Given the sparse data on SARS-CoV-2, we also analyzed the literature on humid heat inactivation of other viruses. Heat and humidity have been used to inactivate other enveloped viruses (H1N1 and H5N1 influenza) on various N95 FFRs^26,27 and surfaces. ⁴ N95 FFRs contaminated with some known varieties of influenza can be adequately decontaminated at temperatures >60°C with sufficient humidity and exposure times, although these conditions were insufficient for inactivation of a nonenveloped DNA virus, porcine parvovirus ²⁸ (Table 1). One study, using a dried solution of H1N1 on stainless steel, found inactivation was more effective when either temperature or relative humidity was increased. ⁴ A recent study measured inactivation of H3N2 influenza, MS2 and Phi6 bacteriophage, and a mouse coronavirus (murine hepatitis virus [MHV]) on N95 respirators under various heat and humidity conditions. ² This study found that for all tested humidity values >50%, all four viruses were inactivated beyond their detection limits after a 30-min treatment at 72°C or 82°C (>6-log for MS2 and Phi6 inoculated with PBS, >3-log for MHV and H3N2 inoculated with DMEM). However, neither MS2 nor Phi6 were sufficiently inactivated at low humidity (≤13%) after a 30-min treatment at 82°C when deposited in saliva. This indicates that elevated humidity is crucial for heat-based viral decontamination. Multiple studies using various viral samples have also shown a correlation between mid to high relative humidity and increased viral inactivation.^2,20,29–31 Therefore, heat-based protocols for bioburden reduction of SARS-CoV-2 are likely to be significantly more effective at intermediate to high humidity levels and higher temperatures.

The literature for viral inactivation on N95 FFRs indicates that relative humidity >50% and temperatures >70°C for >30 min can achieve >3-log decrease in active viral particles.

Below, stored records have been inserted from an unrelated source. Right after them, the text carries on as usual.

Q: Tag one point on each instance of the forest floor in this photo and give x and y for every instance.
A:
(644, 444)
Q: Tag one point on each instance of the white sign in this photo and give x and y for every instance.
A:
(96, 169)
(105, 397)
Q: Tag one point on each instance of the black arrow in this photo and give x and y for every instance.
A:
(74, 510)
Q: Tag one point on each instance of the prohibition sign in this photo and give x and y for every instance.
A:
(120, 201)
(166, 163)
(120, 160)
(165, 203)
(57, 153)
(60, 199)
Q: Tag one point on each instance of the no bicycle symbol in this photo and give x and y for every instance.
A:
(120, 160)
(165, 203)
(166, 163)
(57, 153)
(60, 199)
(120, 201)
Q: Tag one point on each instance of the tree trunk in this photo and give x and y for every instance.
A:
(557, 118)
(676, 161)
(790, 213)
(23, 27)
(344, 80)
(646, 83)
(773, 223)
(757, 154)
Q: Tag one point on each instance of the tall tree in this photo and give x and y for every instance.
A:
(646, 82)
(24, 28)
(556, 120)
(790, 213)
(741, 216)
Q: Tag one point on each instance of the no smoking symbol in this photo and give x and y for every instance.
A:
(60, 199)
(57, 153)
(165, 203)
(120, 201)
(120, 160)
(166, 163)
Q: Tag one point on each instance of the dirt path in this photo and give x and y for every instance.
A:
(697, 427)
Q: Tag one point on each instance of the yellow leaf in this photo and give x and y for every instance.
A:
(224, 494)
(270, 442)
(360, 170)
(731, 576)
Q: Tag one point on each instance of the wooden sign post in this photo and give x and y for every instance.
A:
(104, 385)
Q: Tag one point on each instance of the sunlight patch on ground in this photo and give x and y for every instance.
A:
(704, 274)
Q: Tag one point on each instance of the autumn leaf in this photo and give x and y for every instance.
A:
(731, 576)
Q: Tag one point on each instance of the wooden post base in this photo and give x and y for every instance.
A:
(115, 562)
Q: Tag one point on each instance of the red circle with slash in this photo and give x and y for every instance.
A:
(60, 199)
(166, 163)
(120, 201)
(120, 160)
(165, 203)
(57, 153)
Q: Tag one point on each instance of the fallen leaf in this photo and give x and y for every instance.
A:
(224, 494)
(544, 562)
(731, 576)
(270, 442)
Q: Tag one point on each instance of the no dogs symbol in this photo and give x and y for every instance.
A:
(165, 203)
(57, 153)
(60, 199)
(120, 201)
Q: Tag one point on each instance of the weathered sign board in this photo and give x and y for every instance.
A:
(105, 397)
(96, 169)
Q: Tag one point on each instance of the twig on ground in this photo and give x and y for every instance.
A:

These experiments include enveloped and nonenveloped RNA viruses, and many of them achieve viral inactivation levels greater than the detection limits of the assays performed. This includes some results showing >6-log inactivation at humidity >50% when inoculated in representative media. ² Given this evidence, it is likely that SARS-CoV-2 will also be sufficiently inactivated after treatment at >50% relative humidity with temperatures of >70°C for at least 30 min. More resistant pathogens such as bacterial spores ²² are unlikely to be sufficiently inactivated by this heat-humidity treatment, so this method should be considered as a method of bioburden reduction only.

Humid Heat: N95 FFR Integrity

N95 FFRs are intended as single-use respirators. There is, however, literature on the performance of N95 FFRs after multiple heat and humidity cycles, summarized in Table 2. This table lists, for each specific N95 FFR model, the filtration and quantitative fit tests for the most relevant studies on N95 FFR durability under heat-humidity treatments.

When considering the integrity of N95 FFRs after reprocessing, an important distinction should be made between surgical N95 FFRs and nonsurgical N95 FFRs. Although both surgical and nonsurgical N95 FFRs are NIOSH-certified for their filtration efficiency, surgical N95 FFRs are additionally FDA-certified for maintaining a fluid barrier. It is not well studied whether surgical N95 FFRs maintain their fluid resistance after heat and humidity treatment. Different materials are used in the construction of surgical and nonsurgical N95 FFRs, ³² although the studies reviewed here found similar results for fit and filtration of surgical and nonsurgical N95 FFRs after humid heat treatment.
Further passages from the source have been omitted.